Aug 17 2011

## Fibonacci

This spiral is demanding that I blog about Fibonacci. He was in the news last Friday because there’s a new book about him, and two weeks ago Chuck Tague said that the Fibonacci sequence describes spirals like these.

So I wondered… What are Fibonacci numbers? And what do they have to do with spirals?

Fibonacci was a great Italian mathematician of the Middle Ages. In 1202 he published *Liber Abaci (Book of Calculation)* in which he introduced the Hindu-Arabic numeral system to Europe and taught them calculations using digits 0-9 with place value. Until that time, Europe used Roman numerals for commercial bookkeeping. Imagine how hard that was! CCXLVIII + MDCCCLXXIX = ?

In *Liber Abaci *Fibonacci discussed mathematical problems and calculations. One of his “story problems” was about rabbits:

- Start with 1 male and 1 female rabbit in a field
- They produce 1 male and 1 female rabbit every month from their second month of age onward.
- The young rabbits mature, pair up, and mate producing 1 male and 1 female per month from the second month of age onward.
- The rabbits never die.

How many pairs of rabbits will be in the field at the end of one year?

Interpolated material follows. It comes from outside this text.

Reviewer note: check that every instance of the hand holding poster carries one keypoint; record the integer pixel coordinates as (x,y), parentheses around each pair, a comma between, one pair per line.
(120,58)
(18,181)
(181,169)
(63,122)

The answer is a mathematical pattern that describes how many pairs of rabbits exist at the end of each month. Start with 0 and 1 and put them in a row. Add them together to produce the next number in the sequence. Put this number at the end of the row and add those last two numbers to get the next one. Keep doing this forever.

0,1 0+1=1 0,1,1 1+1=2 0,1,1,2 1+2=3 0,1,1,2,3 2+3=5 0,1,1,2,3,5 3+5=8 0,1,1,2,3,5,8

Thus the Fibonacci sequence: 0, 1, 1, 2, 3, 5, 8, 13, 21, 34, 55, 89, 144, 233, 377, 610,…

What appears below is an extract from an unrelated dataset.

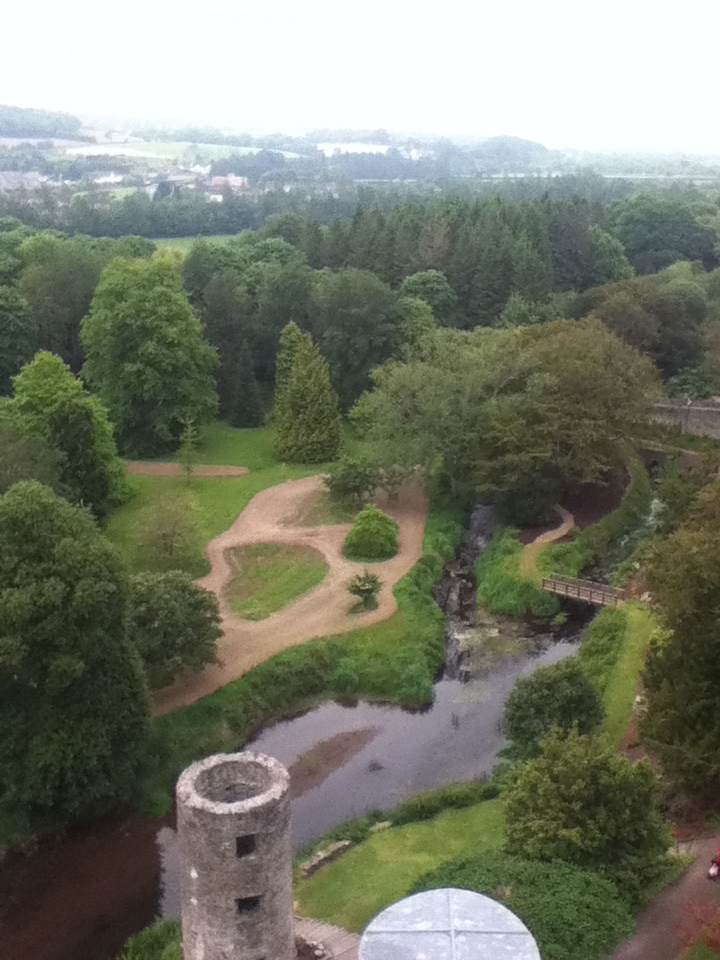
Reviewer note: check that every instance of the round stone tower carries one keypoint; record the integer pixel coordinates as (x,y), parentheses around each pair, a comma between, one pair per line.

How do Fibonacci numbers describe spirals?

Imagine drawing squares whose edge lengths are the units in the Fibonacci sequence. Each time you draw a new square, make it touch the ones you drew before. Because each number in the sequence is larger, the new squares touch the old ones on their long edge. Eventually you’ll notice that you are drawing squares in a spiral. …Yes, this is hard to imagine. Click here for an animation that shows how this works.

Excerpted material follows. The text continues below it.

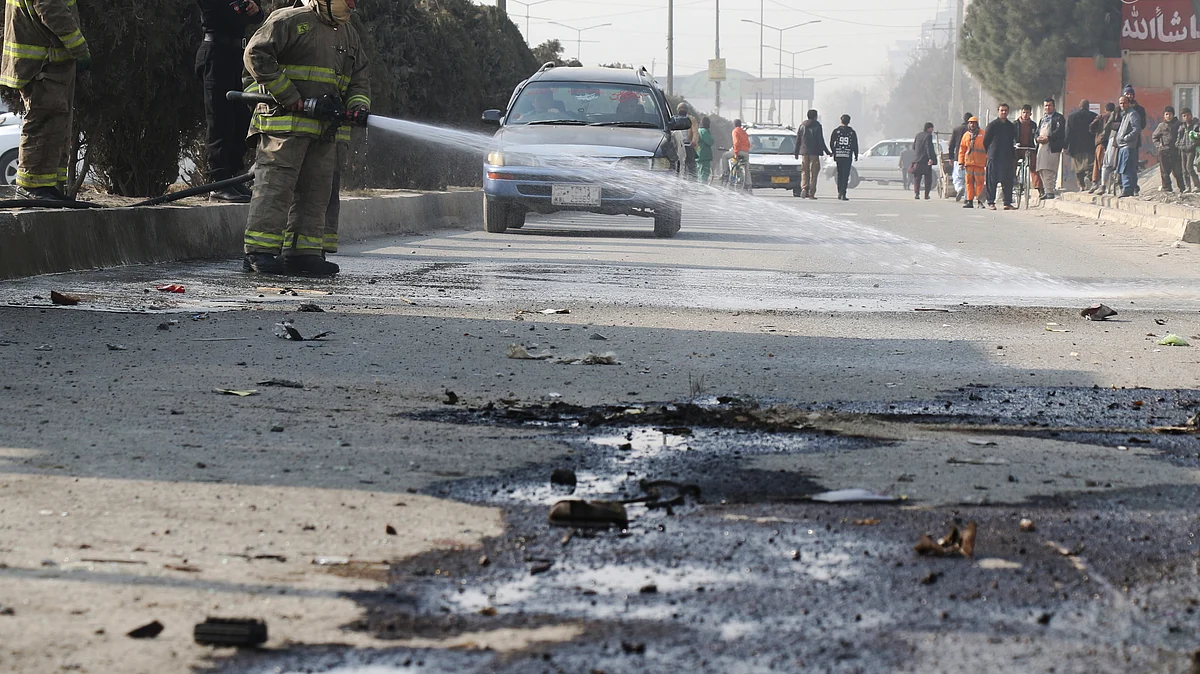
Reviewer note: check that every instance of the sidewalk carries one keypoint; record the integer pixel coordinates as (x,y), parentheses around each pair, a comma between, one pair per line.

How does this apply in nature? Amazingly, the number of parts on a plant, the branching arrangements and the spirals of seed heads often follow the Fibonacci sequence. Here are some real life examples (scroll down on the website).

I hope I haven’t lost you by now!

I’ve only grazed the surface of Fibonacci in nature so if you’d like to learn more see this educational math website from Surry, UK that has good, simple examples and animations.

I really like numbers. I get excited by these things.

(*photo of a maypops tendril by Chuck Tague*)

on 17 Aug 2011 at 8:28 amLOL! Numbers make my brain hurt…and I am an accountant by degree. Go figure…no pun intended. Thanks Kate. Have a super day!!! You brighten mine.

on 17 Aug 2011 at 8:42 amI think my head just exploded …

on 17 Aug 2011 at 11:09 amReminds me of one of my favorite books: On Growth and Form by D’Arcy Thompson. He describes many of the examples in nature of this spiral, this magic ratio; you’ll never look at a pineapple or pinecone (or your dog’s jaw-line) the same way!

on 17 Aug 2011 at 12:18 pmGreat article and links. Thanks. Hope all is well in the ‘burgh. Herm D. Atlanta,GA

on 17 Aug 2011 at 9:26 pmIsn’t it amazing all of the organization that resides in nature?